Games Crack - All the Latest Games, Cracks, Keygen, Hacks, Cheats, and Beta Keys for Free

Misconception about armor scaling – Warframe

Warframe Armor

Lately, I’ve seen pretty much everywhere people saying that stacking armor isn’t good because it has diminishing return. I’ve seen it on forums, in-game chat, Youtube videos, and it’s not correct.

According to the wiki, the formula for Damage reduction= Net Armor / (Net Armor + 300).

You get the following result:

This graph shows how much of the initial damage get through and end up damaging your health. Intuitively you’d think going past 1500 armor or so is not worth it. It seems like you only save a few percent of health while heavily investing in armor.

Our intuition is wrong though. We should be looking at the Effective Health formula.

EHP = Nominal health / 1 – Damage reduction.

Leading to:

Nominal health is the health displayed in your frame loadout menu. Effective health is the amount of damage an enemy have to inflict to you to kill you.

For example a frame with 500 health and 0 armor have 500 effective health.

The same frame with 300 armor will now have 1000 effective health.

There is no diminishing return here, each 300 additional armor you add gives you +100% effective health. It stays true even for crazy amount of armor:

50000 armor will grants you (50000/300) + 1 = 167.67 times your health as effective health. You can check the value with the armor calculator on the wiki.

Warframe armor is ferrite. It means it’s weak to puncture, toxin and corrosive damage. Those damage will have higher base damage and ignore a percent of your armor. Armor is only bad when dealing with those elements, as the percent of armor they ignore will negate of big chunk of your effective health.

Sure flat % damage reduction is still better, but mainly for two reasons:

  1. It’s not weak to puncture/toxin/corrosive.
  2. Frames with built damage reduction can often reach high percent that are almost unreachable with armor. For example you need 3000 armor to get to 90% damage reduction. Except for Valkyr, most frames will never reach that amount of armor in a realistic scenario.

It has nothing to do with actual armor scaling.

Side note on Corrosive projection

In the same way, CP is always great against high-level enemies. Bringing even 1 CP to a mission will reduce the effective health of enemies significantly and will always provide more damage than any other aura.

If we use a level 80 Bombard as example, so level 3 sortie enemies:

Without CP: It has 26,292 health, 5,390.62 armor for a total of 94.73% damage reduction and 498,725.81 effective health.
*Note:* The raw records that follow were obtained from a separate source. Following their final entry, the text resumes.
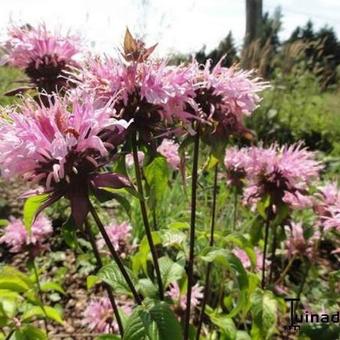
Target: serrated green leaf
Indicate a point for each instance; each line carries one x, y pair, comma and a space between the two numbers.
112, 275
49, 286
31, 206
264, 311
153, 321
156, 174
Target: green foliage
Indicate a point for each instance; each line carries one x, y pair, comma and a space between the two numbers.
153, 321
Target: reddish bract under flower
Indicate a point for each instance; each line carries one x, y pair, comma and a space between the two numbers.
45, 56
61, 148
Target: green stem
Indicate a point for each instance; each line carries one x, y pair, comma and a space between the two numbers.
211, 243
37, 280
263, 282
285, 271
114, 254
106, 286
145, 217
192, 234
235, 209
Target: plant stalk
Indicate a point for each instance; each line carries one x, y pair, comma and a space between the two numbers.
263, 282
192, 234
211, 243
145, 217
114, 254
105, 285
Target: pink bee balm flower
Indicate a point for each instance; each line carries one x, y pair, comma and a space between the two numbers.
169, 149
120, 235
61, 148
129, 159
99, 317
180, 299
282, 173
45, 56
327, 206
297, 244
151, 93
223, 96
16, 237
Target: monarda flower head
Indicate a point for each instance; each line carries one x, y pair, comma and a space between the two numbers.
281, 173
45, 56
62, 149
327, 206
148, 92
223, 97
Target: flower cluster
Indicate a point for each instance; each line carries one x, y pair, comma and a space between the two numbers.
99, 317
282, 173
61, 148
120, 235
327, 206
16, 237
223, 97
45, 56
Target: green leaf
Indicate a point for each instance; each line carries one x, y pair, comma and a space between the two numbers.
166, 321
264, 311
139, 260
141, 324
225, 325
91, 281
107, 194
29, 332
147, 287
41, 313
156, 174
112, 275
52, 286
170, 271
224, 257
31, 206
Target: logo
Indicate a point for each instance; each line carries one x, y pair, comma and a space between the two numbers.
295, 320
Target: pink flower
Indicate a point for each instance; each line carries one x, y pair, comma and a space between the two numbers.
61, 148
150, 93
129, 159
99, 317
282, 173
45, 56
180, 299
169, 149
120, 235
327, 206
297, 244
16, 237
223, 96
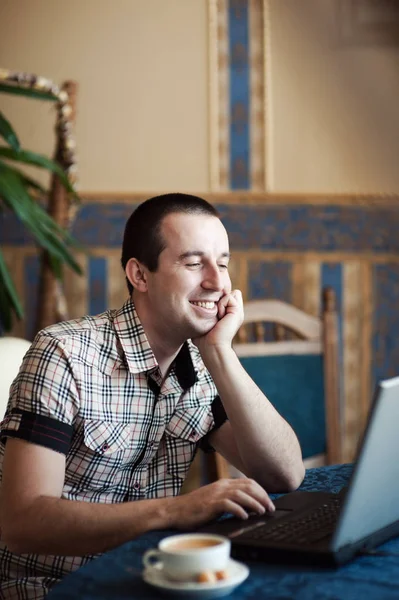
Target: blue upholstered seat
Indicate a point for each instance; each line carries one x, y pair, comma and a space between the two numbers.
295, 386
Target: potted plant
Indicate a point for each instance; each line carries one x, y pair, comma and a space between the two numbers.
25, 197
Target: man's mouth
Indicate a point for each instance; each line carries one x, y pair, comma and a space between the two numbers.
209, 305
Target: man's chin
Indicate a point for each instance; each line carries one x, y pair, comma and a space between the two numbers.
204, 328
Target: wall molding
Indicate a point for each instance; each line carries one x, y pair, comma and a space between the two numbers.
253, 198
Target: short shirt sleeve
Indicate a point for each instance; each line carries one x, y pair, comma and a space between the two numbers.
43, 397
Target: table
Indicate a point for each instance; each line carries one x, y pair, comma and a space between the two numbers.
116, 574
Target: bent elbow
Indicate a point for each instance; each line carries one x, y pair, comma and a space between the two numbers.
295, 478
16, 541
289, 481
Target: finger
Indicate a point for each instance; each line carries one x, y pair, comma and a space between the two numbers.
248, 502
252, 488
235, 509
225, 303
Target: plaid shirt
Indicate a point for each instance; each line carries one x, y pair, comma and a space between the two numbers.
92, 390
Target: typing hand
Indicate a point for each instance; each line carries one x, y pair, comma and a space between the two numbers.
236, 496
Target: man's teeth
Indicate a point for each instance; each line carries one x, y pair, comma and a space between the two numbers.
204, 304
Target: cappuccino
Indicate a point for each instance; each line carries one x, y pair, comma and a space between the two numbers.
191, 544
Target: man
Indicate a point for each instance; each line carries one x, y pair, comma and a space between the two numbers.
107, 412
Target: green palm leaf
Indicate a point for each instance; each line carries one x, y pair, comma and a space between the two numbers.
30, 93
8, 133
8, 296
38, 160
18, 199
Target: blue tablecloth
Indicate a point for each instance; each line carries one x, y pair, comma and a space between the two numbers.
116, 575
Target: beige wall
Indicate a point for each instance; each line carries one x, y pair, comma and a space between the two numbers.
141, 69
334, 104
141, 66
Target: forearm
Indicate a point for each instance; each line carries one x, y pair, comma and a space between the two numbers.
268, 447
72, 528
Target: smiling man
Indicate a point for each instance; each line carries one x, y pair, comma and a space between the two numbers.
107, 412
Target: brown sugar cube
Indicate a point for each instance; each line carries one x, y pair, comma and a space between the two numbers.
221, 575
206, 577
With 1 CP: Still 26,292 health, 3,773.434 armor, 92.63% damage reduction, 356,995.76 effective health.

The roughly 2% damage reduction you get out of it doesn’t sound that great on paper, but it still translate to more than 141k of effective health. 30% of armor reduction with CP reduces the effective health of high armor targets by roughly 30% (not exactly, but it’s close and it’s easy to remember).

Note: The whole point of the post is to show that the first graph, the Damage reduction, is misleading and should not be looked at when it comes to how tanky armor makes you. The only relevant formula for tankyness is the effective health calculation, and there you clearly see that armor have no diminishing return. There is no break point where adding more armor yield less tankyness for each point invested.